From Palo Alto’s BigPanda comes a recent IT management report, The State of Monitoring, presenting survey results of 1500 IT professionals from various industries. Not surprisingly, the large majority of respondents (80%) listed their top operational and monitoring challenges to be the usual corporate suspects: budget, resources (staff), schedules, and responsiveness to service disruptions.
Also nestled in the list of the top five monitoring concerns, noted by 78% of respondents: “Reducing alert noise from the organization’s monitoring tools.” This happens to be a key business focus of BigPanda, but it also highlights a problem — and an opportunity — for equipment vendors striving to better meet customer needs.
Development Phase Review
IT product developers, working with their customer support counterparts, can greatly improve the customer experience by inserting three simple review steps into the release development cycle:
- Jointly scrub the system message catalog and SNMP MIB during the development phase. Is each message informative and valuable to the user, or does it state a vague internal condition of unknown significance?

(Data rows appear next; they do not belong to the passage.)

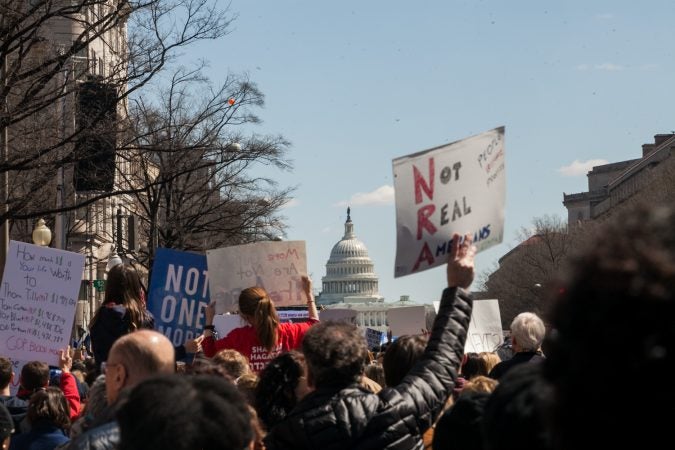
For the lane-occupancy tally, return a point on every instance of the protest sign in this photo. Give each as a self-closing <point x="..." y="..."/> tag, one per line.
<point x="485" y="329"/>
<point x="458" y="187"/>
<point x="276" y="267"/>
<point x="17" y="367"/>
<point x="38" y="298"/>
<point x="178" y="294"/>
<point x="374" y="337"/>
<point x="293" y="315"/>
<point x="338" y="315"/>
<point x="225" y="323"/>
<point x="409" y="320"/>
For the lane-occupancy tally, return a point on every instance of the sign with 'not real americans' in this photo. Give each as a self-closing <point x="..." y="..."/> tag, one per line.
<point x="456" y="188"/>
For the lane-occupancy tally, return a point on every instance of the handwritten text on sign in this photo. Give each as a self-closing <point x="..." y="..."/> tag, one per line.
<point x="456" y="188"/>
<point x="277" y="267"/>
<point x="37" y="301"/>
<point x="179" y="292"/>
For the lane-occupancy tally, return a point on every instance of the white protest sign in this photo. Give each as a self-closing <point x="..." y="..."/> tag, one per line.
<point x="409" y="320"/>
<point x="485" y="329"/>
<point x="338" y="315"/>
<point x="456" y="188"/>
<point x="225" y="323"/>
<point x="38" y="298"/>
<point x="276" y="267"/>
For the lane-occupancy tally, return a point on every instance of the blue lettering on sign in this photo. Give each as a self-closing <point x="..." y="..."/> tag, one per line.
<point x="178" y="294"/>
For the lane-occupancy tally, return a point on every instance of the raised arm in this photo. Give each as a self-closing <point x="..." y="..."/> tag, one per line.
<point x="311" y="305"/>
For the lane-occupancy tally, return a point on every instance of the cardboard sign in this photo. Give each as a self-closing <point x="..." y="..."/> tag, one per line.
<point x="409" y="320"/>
<point x="485" y="329"/>
<point x="38" y="298"/>
<point x="178" y="294"/>
<point x="374" y="337"/>
<point x="225" y="323"/>
<point x="293" y="315"/>
<point x="276" y="267"/>
<point x="458" y="187"/>
<point x="338" y="315"/>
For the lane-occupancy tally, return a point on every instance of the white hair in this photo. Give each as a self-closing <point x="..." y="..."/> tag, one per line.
<point x="528" y="330"/>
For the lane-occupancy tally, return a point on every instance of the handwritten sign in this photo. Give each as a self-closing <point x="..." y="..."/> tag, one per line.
<point x="338" y="315"/>
<point x="276" y="267"/>
<point x="456" y="188"/>
<point x="374" y="338"/>
<point x="17" y="367"/>
<point x="409" y="320"/>
<point x="179" y="293"/>
<point x="485" y="329"/>
<point x="38" y="298"/>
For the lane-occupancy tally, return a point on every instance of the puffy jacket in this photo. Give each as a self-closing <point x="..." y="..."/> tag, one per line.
<point x="349" y="417"/>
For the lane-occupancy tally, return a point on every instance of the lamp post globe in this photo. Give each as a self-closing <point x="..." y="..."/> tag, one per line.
<point x="42" y="235"/>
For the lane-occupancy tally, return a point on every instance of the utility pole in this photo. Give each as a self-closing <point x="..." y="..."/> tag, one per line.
<point x="4" y="179"/>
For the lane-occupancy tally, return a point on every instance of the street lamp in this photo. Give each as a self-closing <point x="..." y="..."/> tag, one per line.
<point x="113" y="260"/>
<point x="42" y="235"/>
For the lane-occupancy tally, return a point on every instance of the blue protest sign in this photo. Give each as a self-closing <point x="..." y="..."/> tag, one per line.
<point x="178" y="294"/>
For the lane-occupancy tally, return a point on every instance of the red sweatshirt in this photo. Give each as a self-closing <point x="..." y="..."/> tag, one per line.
<point x="245" y="341"/>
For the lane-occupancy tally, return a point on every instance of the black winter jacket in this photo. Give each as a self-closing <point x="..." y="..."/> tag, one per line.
<point x="349" y="417"/>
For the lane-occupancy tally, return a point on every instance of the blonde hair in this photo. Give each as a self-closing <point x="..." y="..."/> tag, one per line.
<point x="480" y="384"/>
<point x="491" y="359"/>
<point x="256" y="305"/>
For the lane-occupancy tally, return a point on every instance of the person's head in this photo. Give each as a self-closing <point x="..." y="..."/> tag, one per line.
<point x="461" y="426"/>
<point x="6" y="373"/>
<point x="335" y="353"/>
<point x="135" y="357"/>
<point x="473" y="366"/>
<point x="124" y="287"/>
<point x="234" y="363"/>
<point x="49" y="405"/>
<point x="212" y="415"/>
<point x="257" y="308"/>
<point x="282" y="384"/>
<point x="516" y="414"/>
<point x="34" y="375"/>
<point x="480" y="384"/>
<point x="527" y="332"/>
<point x="615" y="315"/>
<point x="401" y="356"/>
<point x="6" y="426"/>
<point x="491" y="359"/>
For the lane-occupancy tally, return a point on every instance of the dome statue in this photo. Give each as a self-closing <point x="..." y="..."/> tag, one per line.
<point x="350" y="273"/>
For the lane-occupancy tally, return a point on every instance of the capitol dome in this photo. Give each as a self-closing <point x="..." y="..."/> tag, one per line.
<point x="350" y="273"/>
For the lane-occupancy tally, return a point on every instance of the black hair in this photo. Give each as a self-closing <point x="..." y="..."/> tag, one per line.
<point x="212" y="415"/>
<point x="614" y="318"/>
<point x="335" y="352"/>
<point x="401" y="356"/>
<point x="275" y="392"/>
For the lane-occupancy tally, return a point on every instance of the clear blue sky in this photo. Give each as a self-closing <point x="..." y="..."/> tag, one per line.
<point x="354" y="84"/>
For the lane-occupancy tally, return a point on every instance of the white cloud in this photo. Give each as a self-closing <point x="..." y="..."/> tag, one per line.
<point x="578" y="168"/>
<point x="607" y="67"/>
<point x="384" y="195"/>
<point x="610" y="67"/>
<point x="292" y="203"/>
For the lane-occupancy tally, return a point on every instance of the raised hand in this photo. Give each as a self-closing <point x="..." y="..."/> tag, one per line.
<point x="460" y="268"/>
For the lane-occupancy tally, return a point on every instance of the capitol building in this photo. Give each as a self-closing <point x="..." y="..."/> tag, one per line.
<point x="351" y="283"/>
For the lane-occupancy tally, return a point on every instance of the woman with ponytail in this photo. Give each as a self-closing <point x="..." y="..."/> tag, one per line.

- The severity and frequency of each alert or message should be assessed using a consistent rubric. Is the operational impact (or risk) of a problem correctly conveyed? Is terminology consistently applied, particularly compared to the UI? Can multiple related log notices be consolidated, or prioritized and selectively muted?
- For important alerts that do get passed on to the customer, ensure they are specific and actionable so the condition can be corrected without delay.
For UI developers, it is equally important to have a solid alert review process underneath. It is pointless to allow a steady stream of alerts and notices that push important messages from view in the UI. High impact issues should either remain visible or be easily recalled. But they could also be consolidated to efficiently account for recurring unacknowledged alerts.
Sooner is Better
One consequence of severe over-reporting of system messages is that customers sometimes have little choice but to ignore them all. Secondly, alerts and notices poorly done can become ‘case generators’ for the vendor’s support organization. With a large installed base, the cost becomes problematic. The product development team can help minimize such calls, and the sooner the better: Even when fixed, it’s not uncommon for OS updates to take many months to permeate the installed base.
Incident management tools such as Big Panda‘s help IT administrators deal with an ever-increasing volume of alerts received from their data centers, particularly by providing multi-vendor support and event correlation in a single tool. But it’s in the equipment manufacturers’ own interest to step into their customers’ shoes and recognize that there is competitive advantage to improving their products’ alert behavior. A streamlined and more actionable alert system can reduce calls to Support, improving customer satisfaction and reducing support costs. With better-quality data input, analytic monitoring tools such as BigPanda’s further enhance the sysadmin’s ability to cut through noise and distraction in day-to-day IT management and focus on the best service delivery possible.